The switches, and the routers, and the firewalls, and all of the other devices in your network have configuration files on them. You’ve made specific configuration settings, and they’re stored somewhere on those infrastructure devices. Normally, you would make backups of these configuration files. Some people do backups once a week, some once a day. Some organizations will back up their configuration files once every hour, so they have an hourly snapshot of everything that’s changed in that particular device.
Unfortunately, all of these myriad devices have completely different file systems and different processes in place to transfer the configuration files off of the device. So you want to use whatever method you can to retrieve those files and store them somewhere safely. These configuration backups will come in handy for things like change control. You’ll be able to document exactly what changes were made inside of a configuration. And you’ll have timestamps that show exactly when those occurred.
If the device, for some reason, was to fail– perhaps the file system on that device suddenly became corrupted– you would at least have a backup configuration, so that when that problem was resolved, you can simply copy your old config right back into the device. And you’re up and running again. If you’re running some enterprise management software that’s specific to those routers or those switches or those firewalls, that software may already have a backup function inside of it. And you just have to configure your management software to back those up regularly and save them somewhere safe.

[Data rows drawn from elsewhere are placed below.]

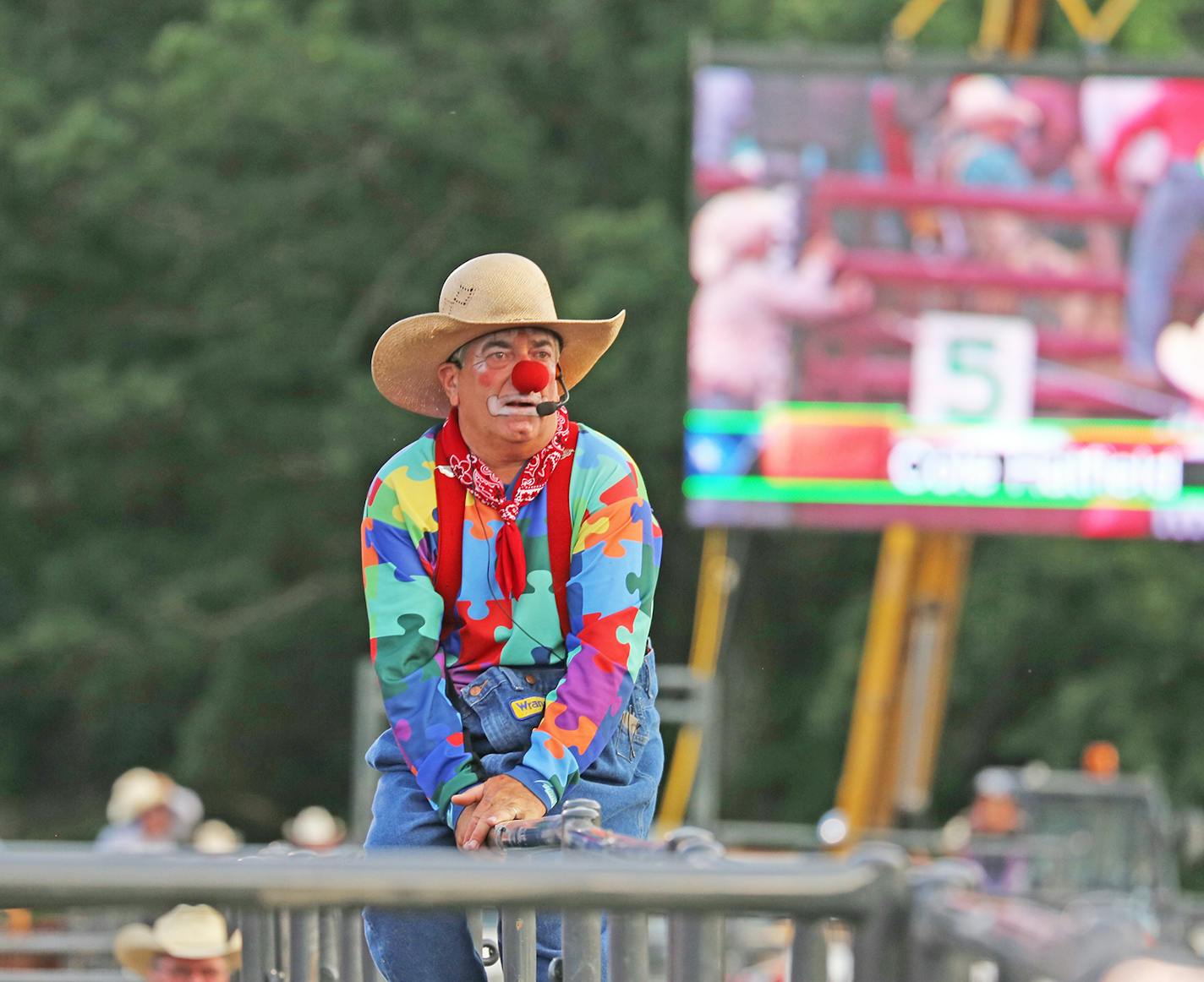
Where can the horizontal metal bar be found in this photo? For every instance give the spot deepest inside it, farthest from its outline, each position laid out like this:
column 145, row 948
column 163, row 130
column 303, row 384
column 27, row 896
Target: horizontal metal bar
column 446, row 879
column 57, row 942
column 62, row 975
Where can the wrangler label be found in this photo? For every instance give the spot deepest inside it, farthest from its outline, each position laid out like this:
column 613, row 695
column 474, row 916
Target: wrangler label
column 528, row 706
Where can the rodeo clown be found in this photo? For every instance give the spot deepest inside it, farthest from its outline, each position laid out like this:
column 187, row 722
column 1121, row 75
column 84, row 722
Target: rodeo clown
column 510, row 561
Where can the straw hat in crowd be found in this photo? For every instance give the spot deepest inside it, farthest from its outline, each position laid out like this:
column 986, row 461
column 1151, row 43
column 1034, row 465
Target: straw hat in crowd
column 487, row 294
column 135, row 794
column 315, row 828
column 216, row 837
column 183, row 931
column 982, row 99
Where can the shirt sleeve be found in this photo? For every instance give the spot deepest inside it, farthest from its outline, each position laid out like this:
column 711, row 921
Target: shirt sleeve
column 405, row 618
column 614, row 565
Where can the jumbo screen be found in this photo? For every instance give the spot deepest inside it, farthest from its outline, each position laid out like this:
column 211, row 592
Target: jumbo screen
column 965, row 303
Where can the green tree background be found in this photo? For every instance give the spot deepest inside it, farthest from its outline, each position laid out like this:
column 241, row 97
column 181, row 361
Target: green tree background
column 210, row 210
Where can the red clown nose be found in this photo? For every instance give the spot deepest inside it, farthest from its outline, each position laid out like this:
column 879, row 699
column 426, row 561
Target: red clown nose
column 530, row 377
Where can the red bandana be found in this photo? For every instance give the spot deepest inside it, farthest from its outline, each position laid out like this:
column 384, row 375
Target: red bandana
column 487, row 488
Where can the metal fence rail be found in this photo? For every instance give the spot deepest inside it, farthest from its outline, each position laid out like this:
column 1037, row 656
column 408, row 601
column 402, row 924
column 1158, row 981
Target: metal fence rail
column 300, row 914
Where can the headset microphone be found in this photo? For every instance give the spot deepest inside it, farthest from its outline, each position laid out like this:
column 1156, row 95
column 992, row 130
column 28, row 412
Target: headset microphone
column 548, row 408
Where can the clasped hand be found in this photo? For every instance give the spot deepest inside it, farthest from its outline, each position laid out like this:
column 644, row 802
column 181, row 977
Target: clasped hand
column 499, row 799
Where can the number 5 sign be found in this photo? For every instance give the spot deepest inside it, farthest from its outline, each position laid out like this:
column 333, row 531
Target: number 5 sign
column 971, row 368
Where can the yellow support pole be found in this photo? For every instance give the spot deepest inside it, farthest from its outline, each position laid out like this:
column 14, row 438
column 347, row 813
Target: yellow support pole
column 860, row 788
column 1026, row 25
column 1081, row 17
column 1097, row 29
column 993, row 27
column 911, row 20
column 715, row 581
column 937, row 603
column 949, row 593
column 1112, row 19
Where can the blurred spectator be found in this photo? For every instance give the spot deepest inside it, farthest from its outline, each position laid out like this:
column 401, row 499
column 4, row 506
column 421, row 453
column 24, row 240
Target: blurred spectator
column 1180, row 354
column 188, row 944
column 148, row 812
column 994, row 139
column 1172, row 213
column 988, row 833
column 315, row 828
column 725, row 152
column 750, row 295
column 216, row 837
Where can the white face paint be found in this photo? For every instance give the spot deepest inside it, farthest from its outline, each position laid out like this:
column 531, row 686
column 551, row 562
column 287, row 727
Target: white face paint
column 513, row 406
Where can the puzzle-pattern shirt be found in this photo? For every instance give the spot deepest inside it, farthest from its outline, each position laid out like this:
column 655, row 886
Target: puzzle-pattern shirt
column 614, row 561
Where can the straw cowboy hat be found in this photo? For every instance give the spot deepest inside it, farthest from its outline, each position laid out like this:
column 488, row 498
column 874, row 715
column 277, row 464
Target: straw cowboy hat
column 487, row 294
column 980, row 99
column 315, row 827
column 1180, row 357
column 135, row 792
column 216, row 837
column 183, row 931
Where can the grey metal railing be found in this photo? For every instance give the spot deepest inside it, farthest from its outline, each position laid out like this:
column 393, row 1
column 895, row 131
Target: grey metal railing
column 301, row 923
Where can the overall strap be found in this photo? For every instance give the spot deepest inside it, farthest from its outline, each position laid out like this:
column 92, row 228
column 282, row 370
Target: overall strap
column 560, row 528
column 449, row 497
column 448, row 564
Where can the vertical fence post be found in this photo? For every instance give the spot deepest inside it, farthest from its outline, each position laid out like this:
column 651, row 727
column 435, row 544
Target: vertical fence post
column 627, row 946
column 518, row 944
column 352, row 946
column 696, row 941
column 880, row 936
column 254, row 963
column 330, row 944
column 808, row 952
column 304, row 946
column 273, row 950
column 581, row 930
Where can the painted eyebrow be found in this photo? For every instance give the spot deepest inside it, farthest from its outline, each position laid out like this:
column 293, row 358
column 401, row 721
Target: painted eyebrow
column 496, row 343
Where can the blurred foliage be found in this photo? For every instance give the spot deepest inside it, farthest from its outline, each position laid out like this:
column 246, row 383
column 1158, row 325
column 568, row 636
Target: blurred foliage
column 210, row 210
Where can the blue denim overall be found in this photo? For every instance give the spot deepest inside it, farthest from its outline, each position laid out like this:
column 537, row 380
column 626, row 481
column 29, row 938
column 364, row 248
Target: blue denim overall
column 437, row 947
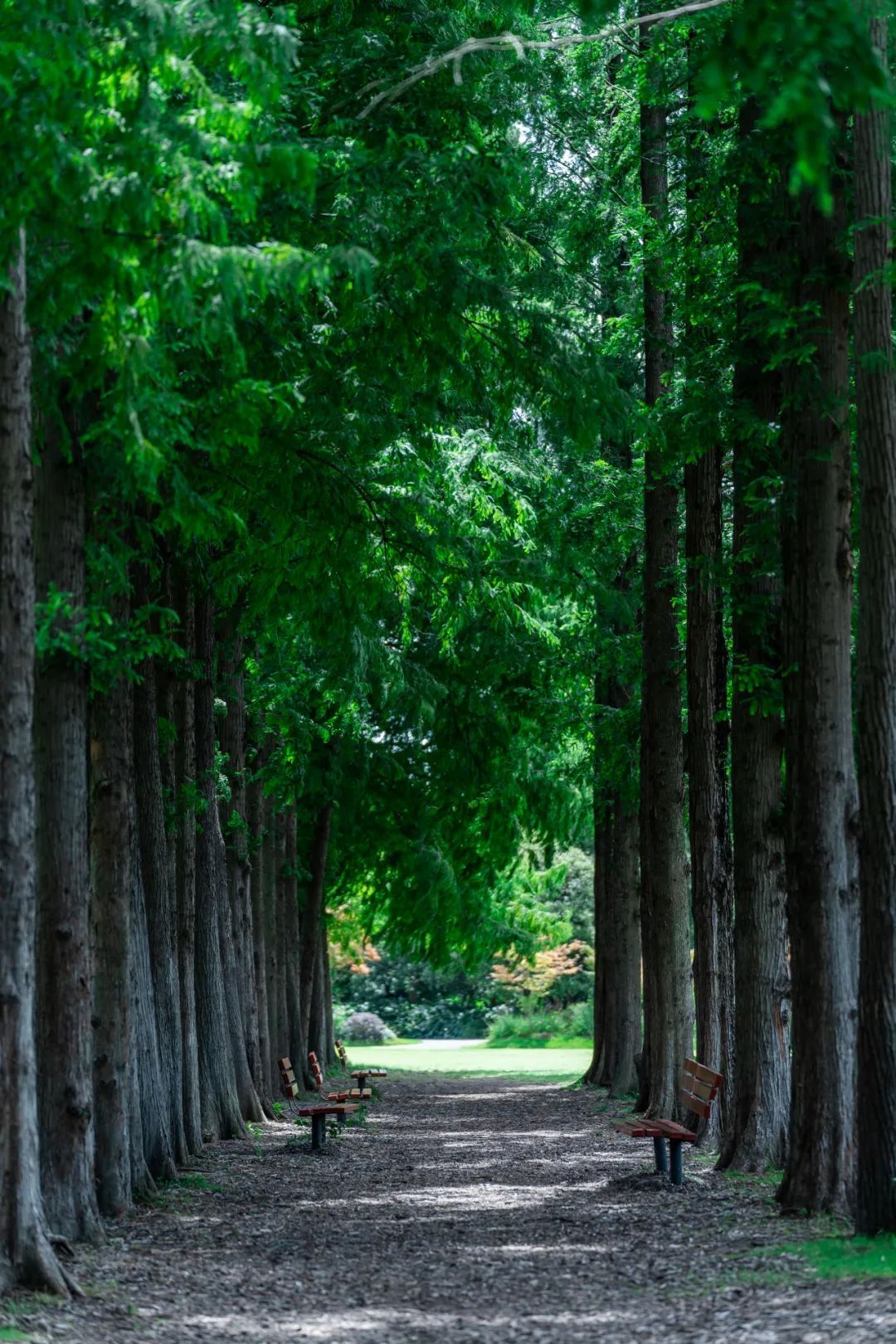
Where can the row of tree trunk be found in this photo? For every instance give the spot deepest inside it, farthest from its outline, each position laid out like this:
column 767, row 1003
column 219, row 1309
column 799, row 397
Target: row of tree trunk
column 776, row 914
column 158, row 951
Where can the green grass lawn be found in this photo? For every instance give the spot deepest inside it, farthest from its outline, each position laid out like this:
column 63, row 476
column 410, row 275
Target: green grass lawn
column 473, row 1058
column 850, row 1257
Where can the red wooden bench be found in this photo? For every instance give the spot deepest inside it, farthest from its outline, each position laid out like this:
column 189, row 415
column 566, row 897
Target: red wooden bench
column 699, row 1089
column 316, row 1112
column 360, row 1074
column 349, row 1094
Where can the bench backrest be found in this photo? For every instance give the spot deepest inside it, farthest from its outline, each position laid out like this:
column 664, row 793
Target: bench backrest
column 317, row 1074
column 288, row 1077
column 699, row 1088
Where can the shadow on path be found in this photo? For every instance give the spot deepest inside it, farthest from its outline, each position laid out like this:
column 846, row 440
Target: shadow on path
column 465, row 1210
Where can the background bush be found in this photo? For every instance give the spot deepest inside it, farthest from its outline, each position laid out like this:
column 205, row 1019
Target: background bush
column 368, row 1027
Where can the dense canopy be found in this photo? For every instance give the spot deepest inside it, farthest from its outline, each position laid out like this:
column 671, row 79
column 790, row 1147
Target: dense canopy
column 421, row 455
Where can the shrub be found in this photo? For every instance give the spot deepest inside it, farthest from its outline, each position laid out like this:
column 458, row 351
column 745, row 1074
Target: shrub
column 367, row 1027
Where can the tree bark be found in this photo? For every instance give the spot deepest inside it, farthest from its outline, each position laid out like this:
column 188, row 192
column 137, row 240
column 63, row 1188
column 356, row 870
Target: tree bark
column 596, row 1070
column 665, row 926
column 186, row 862
column 820, row 817
column 312, row 918
column 711, row 855
column 110, row 879
column 876, row 403
column 261, row 1054
column 236, row 824
column 152, row 1151
column 624, row 902
column 26, row 1253
column 757, row 1135
column 65, row 1068
column 281, row 888
column 260, row 937
column 328, row 1043
column 707, row 660
column 218, row 1093
column 297, row 1047
column 271, row 940
column 160, row 898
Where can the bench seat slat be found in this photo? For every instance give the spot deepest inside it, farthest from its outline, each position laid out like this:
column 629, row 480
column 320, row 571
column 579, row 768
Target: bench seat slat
column 325, row 1109
column 696, row 1103
column 703, row 1073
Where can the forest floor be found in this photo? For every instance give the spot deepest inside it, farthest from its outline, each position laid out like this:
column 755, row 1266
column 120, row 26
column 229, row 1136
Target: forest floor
column 464, row 1210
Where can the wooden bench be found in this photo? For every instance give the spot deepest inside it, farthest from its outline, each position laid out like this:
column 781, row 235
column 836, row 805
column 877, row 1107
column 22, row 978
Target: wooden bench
column 349, row 1094
column 699, row 1089
column 314, row 1112
column 359, row 1074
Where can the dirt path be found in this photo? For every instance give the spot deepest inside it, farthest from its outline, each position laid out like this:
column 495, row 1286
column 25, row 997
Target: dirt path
column 465, row 1210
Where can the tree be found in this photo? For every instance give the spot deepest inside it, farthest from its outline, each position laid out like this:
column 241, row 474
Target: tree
column 757, row 1133
column 876, row 440
column 820, row 802
column 664, row 888
column 24, row 1244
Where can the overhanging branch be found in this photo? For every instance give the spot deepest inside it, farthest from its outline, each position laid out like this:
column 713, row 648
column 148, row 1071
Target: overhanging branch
column 511, row 42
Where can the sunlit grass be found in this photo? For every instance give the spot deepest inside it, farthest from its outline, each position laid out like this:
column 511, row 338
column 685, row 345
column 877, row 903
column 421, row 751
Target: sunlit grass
column 850, row 1257
column 473, row 1059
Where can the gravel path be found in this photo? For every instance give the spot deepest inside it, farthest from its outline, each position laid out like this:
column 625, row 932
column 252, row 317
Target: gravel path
column 488, row 1210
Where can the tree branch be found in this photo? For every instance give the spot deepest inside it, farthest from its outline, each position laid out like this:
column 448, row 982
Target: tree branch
column 511, row 42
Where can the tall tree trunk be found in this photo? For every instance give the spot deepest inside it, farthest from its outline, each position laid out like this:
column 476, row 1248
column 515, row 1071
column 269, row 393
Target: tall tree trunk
column 711, row 855
column 218, row 1094
column 160, row 898
column 876, row 398
column 821, row 784
column 329, row 1047
column 312, row 919
column 625, row 906
column 292, row 949
column 757, row 1135
column 707, row 660
column 152, row 1149
column 110, row 879
column 665, row 925
column 281, row 884
column 186, row 860
column 257, row 1023
column 236, row 827
column 26, row 1253
column 260, row 937
column 596, row 1070
column 271, row 938
column 65, row 1068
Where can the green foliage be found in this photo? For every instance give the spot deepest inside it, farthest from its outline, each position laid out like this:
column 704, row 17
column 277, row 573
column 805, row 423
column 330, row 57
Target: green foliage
column 562, row 1027
column 375, row 383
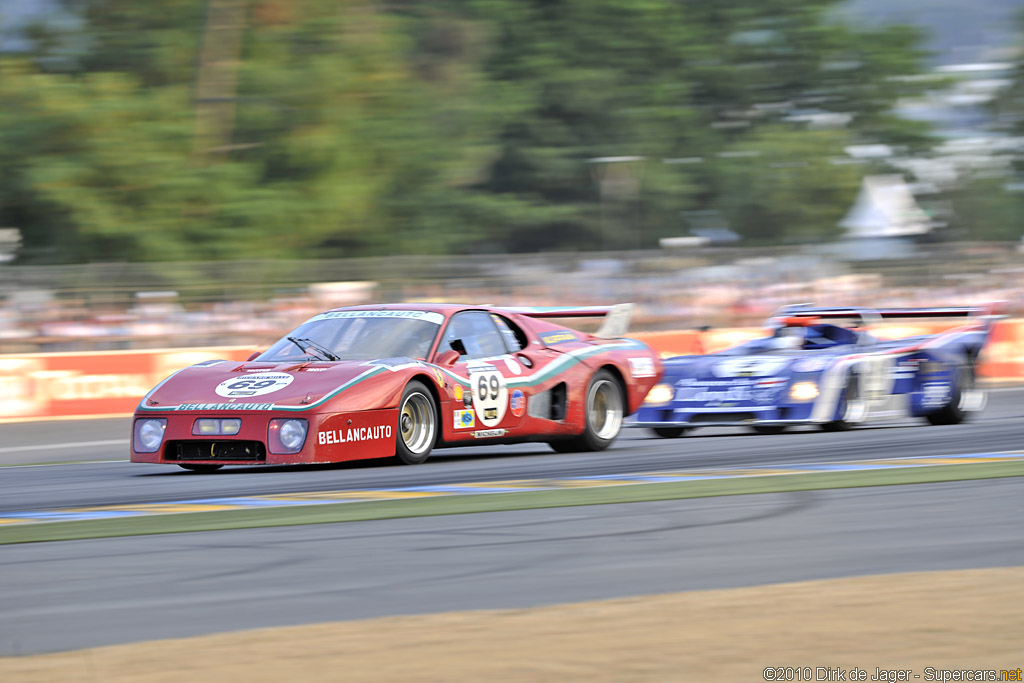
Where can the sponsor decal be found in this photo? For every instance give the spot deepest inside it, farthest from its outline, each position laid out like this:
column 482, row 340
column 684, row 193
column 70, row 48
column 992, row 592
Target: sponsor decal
column 224, row 407
column 810, row 365
column 518, row 402
column 558, row 337
column 256, row 384
column 935, row 394
column 642, row 367
column 751, row 366
column 427, row 315
column 394, row 365
column 491, row 394
column 513, row 366
column 329, row 436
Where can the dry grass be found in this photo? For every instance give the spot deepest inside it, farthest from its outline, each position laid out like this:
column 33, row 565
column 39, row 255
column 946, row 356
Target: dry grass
column 972, row 619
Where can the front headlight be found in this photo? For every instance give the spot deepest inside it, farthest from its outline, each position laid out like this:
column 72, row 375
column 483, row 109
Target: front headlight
column 659, row 394
column 804, row 391
column 148, row 434
column 287, row 435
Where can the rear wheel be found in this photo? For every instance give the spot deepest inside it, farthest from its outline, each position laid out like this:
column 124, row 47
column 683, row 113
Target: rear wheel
column 851, row 410
column 953, row 413
column 417, row 425
column 602, row 416
column 201, row 468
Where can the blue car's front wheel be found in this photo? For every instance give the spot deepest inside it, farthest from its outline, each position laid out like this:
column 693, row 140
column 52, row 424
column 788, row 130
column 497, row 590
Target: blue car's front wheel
column 953, row 412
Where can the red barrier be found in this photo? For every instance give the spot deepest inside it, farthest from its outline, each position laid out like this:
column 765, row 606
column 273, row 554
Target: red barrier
column 111, row 383
column 102, row 383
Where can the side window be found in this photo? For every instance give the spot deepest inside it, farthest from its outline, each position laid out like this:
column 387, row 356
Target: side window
column 515, row 339
column 477, row 333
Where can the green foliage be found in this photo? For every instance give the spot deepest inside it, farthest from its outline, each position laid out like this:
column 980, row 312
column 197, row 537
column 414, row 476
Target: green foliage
column 364, row 128
column 784, row 184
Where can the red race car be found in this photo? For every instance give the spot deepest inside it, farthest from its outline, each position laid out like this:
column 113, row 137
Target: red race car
column 401, row 380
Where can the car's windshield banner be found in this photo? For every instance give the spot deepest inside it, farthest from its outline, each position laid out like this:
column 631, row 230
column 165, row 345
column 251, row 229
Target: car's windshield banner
column 428, row 315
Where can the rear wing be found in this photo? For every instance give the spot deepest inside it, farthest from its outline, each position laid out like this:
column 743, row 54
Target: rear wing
column 985, row 314
column 615, row 323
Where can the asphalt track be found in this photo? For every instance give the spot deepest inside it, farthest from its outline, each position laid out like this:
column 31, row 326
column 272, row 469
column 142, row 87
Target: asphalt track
column 58, row 596
column 999, row 427
column 69, row 595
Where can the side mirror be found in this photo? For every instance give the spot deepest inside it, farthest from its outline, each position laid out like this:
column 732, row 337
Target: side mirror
column 449, row 357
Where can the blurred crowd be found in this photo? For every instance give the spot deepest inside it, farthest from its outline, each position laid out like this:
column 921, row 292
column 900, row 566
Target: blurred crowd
column 736, row 293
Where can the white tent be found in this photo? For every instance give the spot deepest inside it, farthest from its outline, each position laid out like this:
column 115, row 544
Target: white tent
column 885, row 208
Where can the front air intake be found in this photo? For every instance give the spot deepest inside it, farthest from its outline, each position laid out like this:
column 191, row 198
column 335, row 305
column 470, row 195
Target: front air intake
column 216, row 451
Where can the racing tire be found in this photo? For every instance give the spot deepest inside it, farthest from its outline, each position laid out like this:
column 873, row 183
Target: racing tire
column 201, row 468
column 850, row 407
column 417, row 425
column 602, row 416
column 953, row 413
column 769, row 429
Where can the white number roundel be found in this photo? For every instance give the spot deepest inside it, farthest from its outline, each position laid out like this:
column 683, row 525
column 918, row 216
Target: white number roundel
column 255, row 384
column 491, row 395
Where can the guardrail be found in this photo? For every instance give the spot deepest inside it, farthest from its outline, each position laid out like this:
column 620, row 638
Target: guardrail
column 39, row 386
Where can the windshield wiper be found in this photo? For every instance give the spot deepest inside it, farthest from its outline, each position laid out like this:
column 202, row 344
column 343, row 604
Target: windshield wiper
column 305, row 344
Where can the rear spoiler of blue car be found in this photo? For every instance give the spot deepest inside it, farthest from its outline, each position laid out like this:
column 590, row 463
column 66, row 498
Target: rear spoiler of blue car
column 986, row 313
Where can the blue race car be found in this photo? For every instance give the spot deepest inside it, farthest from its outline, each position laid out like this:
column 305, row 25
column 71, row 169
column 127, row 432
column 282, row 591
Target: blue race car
column 821, row 367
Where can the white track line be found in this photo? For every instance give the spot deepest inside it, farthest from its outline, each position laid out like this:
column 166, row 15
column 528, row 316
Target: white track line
column 59, row 446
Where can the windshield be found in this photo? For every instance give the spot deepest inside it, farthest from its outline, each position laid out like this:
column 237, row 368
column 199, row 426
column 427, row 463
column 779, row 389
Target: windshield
column 358, row 335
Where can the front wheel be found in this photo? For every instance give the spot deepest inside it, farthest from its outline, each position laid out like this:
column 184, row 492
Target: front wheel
column 417, row 425
column 602, row 416
column 954, row 412
column 851, row 409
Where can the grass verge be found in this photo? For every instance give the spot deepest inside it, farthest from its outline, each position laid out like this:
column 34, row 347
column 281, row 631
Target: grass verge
column 453, row 505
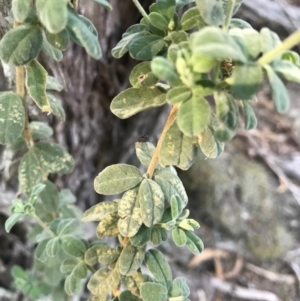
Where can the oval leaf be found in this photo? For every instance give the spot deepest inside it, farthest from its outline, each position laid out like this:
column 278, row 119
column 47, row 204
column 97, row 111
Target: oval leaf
column 117, row 178
column 12, row 117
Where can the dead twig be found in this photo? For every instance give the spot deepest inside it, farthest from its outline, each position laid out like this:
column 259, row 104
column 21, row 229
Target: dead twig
column 269, row 159
column 272, row 276
column 207, row 254
column 241, row 292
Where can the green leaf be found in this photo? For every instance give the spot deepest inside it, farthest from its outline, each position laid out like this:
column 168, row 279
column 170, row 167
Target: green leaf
column 72, row 285
column 153, row 292
column 269, row 40
column 67, row 226
column 122, row 47
column 92, row 254
column 104, row 3
column 40, row 251
column 279, row 93
column 80, row 271
column 40, row 130
column 179, row 288
column 21, row 9
column 108, row 227
column 151, row 199
column 194, row 115
column 246, row 80
column 141, row 237
column 53, row 84
column 56, row 107
column 238, row 23
column 166, row 8
column 144, row 151
column 20, row 45
column 145, row 46
column 164, row 70
column 53, row 158
column 73, row 245
column 214, row 43
column 194, row 243
column 131, row 259
column 142, row 76
column 12, row 220
column 191, row 18
column 99, row 211
column 179, row 237
column 53, row 14
column 287, row 70
column 51, row 51
column 102, row 283
column 59, row 40
column 211, row 11
column 236, row 6
column 135, row 100
column 158, row 235
column 177, row 149
column 128, row 296
column 130, row 213
column 81, row 31
column 30, row 172
column 158, row 266
column 171, row 186
column 117, row 178
column 53, row 247
column 50, row 197
column 208, row 143
column 36, row 79
column 181, row 3
column 12, row 117
column 159, row 21
column 68, row 265
column 249, row 116
column 177, row 204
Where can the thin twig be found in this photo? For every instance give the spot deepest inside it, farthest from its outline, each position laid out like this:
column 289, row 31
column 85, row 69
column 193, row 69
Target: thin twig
column 154, row 160
column 20, row 90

In your environment, you may be tasked with deploying a switch. In fact, you may be tasked with deploying many, many switches. And in these scenarios, you might want to create a configuration file that is a framework or a baseline that you can then add to later. There will certainly be parts of the configuration that are identical between all of these different switches. And you can build a baseline configuration that takes into account all these commonalities.
For example, a switch configuration baseline may decide on a very specific version of software that will be loaded on the switch. There may be a standard that you use to name the ports that are inside the switch, so that no matter which switch you’re logging into, they’re all following the exact same naming convention. Or you might decide that certain ports on the switch may be associated with certain VLANs. For example, you may decide that port 1 is always going to be connected to your management VLAN. That way you can look at a switch and know instantly what interfaces are assigned to other VLANs and which interfaces are specifically assigned for management.
Because this is a baseline that everyone is going to use, you don’t want to make any changes to this unless everybody has sat down, gone through what the changes are, and agreed that this will be a change to the baseline. This makes it easy once you start building out your configuration, because you’ll be able to very easily delineate what was the baseline configuration and what things you added that were specific to this particular switch.